Gezi Parkı; patlama noktası
Bütün bu olumsuz, otoriter yaklaşımların ardından, Gezi Parkı'ndaki yeşil alanın, rant merkezi projesi için ilga edilme olasılığı, bir patlama noktasıydı; İstanbul halkının isyanı için yeterli bir nedendi. Ağaçların kesilmesi, yeşil alanın acımasızca talan edilmesi başlı başına kabul edilmemesi gereken, asıl vandallıktı! Kapitalizm, doğası gereği 'gözü dönmüş' bir sistem ve kenti AVM’lerle donatmayı 'haliyle' öncelik haline getirdiğinden, toplumun çevre bilincini de ciddiye alamazdı. Nihayetinde gaz bombaları, TOMA'lar, çadırların sökülmesi, yaralananlar ve ölenler bu kâr hırsının sonuçlarından oldu. Ancak polis saldırısının bu kez 'ters tepti' ve sinmek bir yana, öfkeler pratikte demokratik tepkiler olarak ülkenin çoğu kentine, ilçesine yayıldı; bizatihi bir hareketlenme meydana geldi.
AKP iktidarı, en azından genel halk kitlelerinden ilk kez gördüğü bu sarsıcı reaksiyon karşısında uğradığı şoktan henüz kurtulmuş değil. Bir an önce Alevilere dair "yeni açılım" paketini gündem yapması da, bu şok ve kurtulma arayışından bağımsız değil. Ancak Başbakan, öte taraftan BDP'nin demokratikleşme paketiyle ilgili sunduğu önerileri de gözardı ediyor. Seçim barajın düşürülmeyeceğini, ana dilde eğitimle ilgili anayasada düzenleme yapılmayacağını söylüyor... Şu halde, önümüzdeki süreçte Kürt bölgesini de kapsayan demokratik karşı çıkışlar, direnişler kaçınılmaz gibi.
Golacetu
Hükümet, Alevilerle ilgili sözüm ona yeni bir açılımdan dem vururken; Dersimlilerin kutsal mekânlarından, Golacetu ziyaretini parkıyla birlikte sulara gömmekte de bir sakınca görmüyor.
Dersim halkı yargı kararını tanımadıklarını ve Golacetu Parkı'nı Gezi Parkı gibi büyük bir direnme ruhuyla sahipleneceklerini ilan ediyorlar. Dersimliler, sahip oldukları tarih ve kültür bilinciyle bu direnişi büyütmeli; ekolojik yaşamın gereği olarak bu Parkın baraj sularına gömülmesini mutlaka engellemeliler.

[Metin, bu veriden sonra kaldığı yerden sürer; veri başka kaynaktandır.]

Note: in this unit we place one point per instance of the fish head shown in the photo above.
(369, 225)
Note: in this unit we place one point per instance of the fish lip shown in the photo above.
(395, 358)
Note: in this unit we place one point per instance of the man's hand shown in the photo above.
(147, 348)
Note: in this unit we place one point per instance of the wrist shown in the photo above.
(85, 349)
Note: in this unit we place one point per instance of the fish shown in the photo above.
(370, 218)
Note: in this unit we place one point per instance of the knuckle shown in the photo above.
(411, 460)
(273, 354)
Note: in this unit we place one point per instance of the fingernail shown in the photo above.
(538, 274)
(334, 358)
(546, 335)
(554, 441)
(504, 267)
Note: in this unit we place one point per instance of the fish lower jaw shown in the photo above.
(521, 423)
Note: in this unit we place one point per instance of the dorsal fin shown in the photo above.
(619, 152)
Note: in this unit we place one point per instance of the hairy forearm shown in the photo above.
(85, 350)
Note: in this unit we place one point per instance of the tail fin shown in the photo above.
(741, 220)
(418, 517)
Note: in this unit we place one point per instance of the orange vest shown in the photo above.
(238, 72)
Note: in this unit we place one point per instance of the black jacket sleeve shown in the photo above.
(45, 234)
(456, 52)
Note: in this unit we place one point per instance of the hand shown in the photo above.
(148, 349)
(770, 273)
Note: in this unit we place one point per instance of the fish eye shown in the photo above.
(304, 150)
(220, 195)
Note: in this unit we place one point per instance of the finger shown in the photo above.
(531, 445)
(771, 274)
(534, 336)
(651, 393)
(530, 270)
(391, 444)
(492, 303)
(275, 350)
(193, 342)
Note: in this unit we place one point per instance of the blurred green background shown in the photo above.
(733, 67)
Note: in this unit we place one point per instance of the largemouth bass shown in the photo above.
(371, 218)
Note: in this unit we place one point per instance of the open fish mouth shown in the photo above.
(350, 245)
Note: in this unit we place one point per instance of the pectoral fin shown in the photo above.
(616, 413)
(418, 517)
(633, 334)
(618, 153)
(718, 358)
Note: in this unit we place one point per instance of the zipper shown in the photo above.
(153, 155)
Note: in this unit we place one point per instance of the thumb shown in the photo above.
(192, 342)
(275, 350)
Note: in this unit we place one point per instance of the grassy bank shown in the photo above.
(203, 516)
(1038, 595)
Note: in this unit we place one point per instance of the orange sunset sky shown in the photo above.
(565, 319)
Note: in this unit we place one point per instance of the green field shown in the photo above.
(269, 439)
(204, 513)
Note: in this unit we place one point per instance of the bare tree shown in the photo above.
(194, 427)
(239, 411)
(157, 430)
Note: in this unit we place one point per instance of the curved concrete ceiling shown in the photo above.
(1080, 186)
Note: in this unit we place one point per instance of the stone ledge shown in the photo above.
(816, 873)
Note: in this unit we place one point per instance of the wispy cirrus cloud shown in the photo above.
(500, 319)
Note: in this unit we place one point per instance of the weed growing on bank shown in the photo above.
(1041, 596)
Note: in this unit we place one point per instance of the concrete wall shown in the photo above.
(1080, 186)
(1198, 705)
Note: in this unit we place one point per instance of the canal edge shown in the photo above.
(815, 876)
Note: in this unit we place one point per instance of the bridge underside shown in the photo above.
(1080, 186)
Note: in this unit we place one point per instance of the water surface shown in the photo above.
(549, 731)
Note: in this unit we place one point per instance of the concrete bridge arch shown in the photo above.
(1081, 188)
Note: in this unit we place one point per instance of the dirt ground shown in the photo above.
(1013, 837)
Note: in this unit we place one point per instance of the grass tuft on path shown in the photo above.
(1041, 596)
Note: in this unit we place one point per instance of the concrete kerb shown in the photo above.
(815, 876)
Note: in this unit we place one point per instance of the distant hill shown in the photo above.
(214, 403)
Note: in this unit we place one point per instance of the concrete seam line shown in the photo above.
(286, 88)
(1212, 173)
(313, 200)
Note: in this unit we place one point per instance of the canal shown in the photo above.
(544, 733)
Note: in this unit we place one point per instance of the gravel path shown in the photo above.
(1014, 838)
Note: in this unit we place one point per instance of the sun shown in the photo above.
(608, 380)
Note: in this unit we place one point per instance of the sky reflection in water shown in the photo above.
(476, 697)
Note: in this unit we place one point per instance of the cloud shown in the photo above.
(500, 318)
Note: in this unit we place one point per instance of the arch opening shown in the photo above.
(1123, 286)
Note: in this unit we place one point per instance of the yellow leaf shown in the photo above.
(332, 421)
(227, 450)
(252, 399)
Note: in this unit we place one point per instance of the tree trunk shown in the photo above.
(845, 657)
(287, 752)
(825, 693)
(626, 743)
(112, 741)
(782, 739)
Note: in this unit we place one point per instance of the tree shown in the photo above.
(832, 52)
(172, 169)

Gezi Parkı direnişi, her gün geliştirilen eylemlerle Dersim'de güçlü bir karşılık buldu. Dersim doğasını tehdit eden HES ve baraj projeleri konusunda Türkiye’nin duyarlı halkları mutlaka Dersim'i tam da bu zor zamanlarda yalnız bırakmayacaktır. Doğal zenginliklerimizi sermaye güçlerine peşkeş çekmeyi adet edinmiş iktidarın da artık bir gerçeği iyi görmesi gerekir; Dersim artık, kötü niyetli sermaye güçlerinin at koşturacağı bir mekân değil. Devletin, Dersim doğasına yönelik tek taraflı alacağı hiçbir kararın geçerliliği olmaz. Halk, kendisine danışılmadan dayatılan politikalar karşısında tepkisiz kalmaz.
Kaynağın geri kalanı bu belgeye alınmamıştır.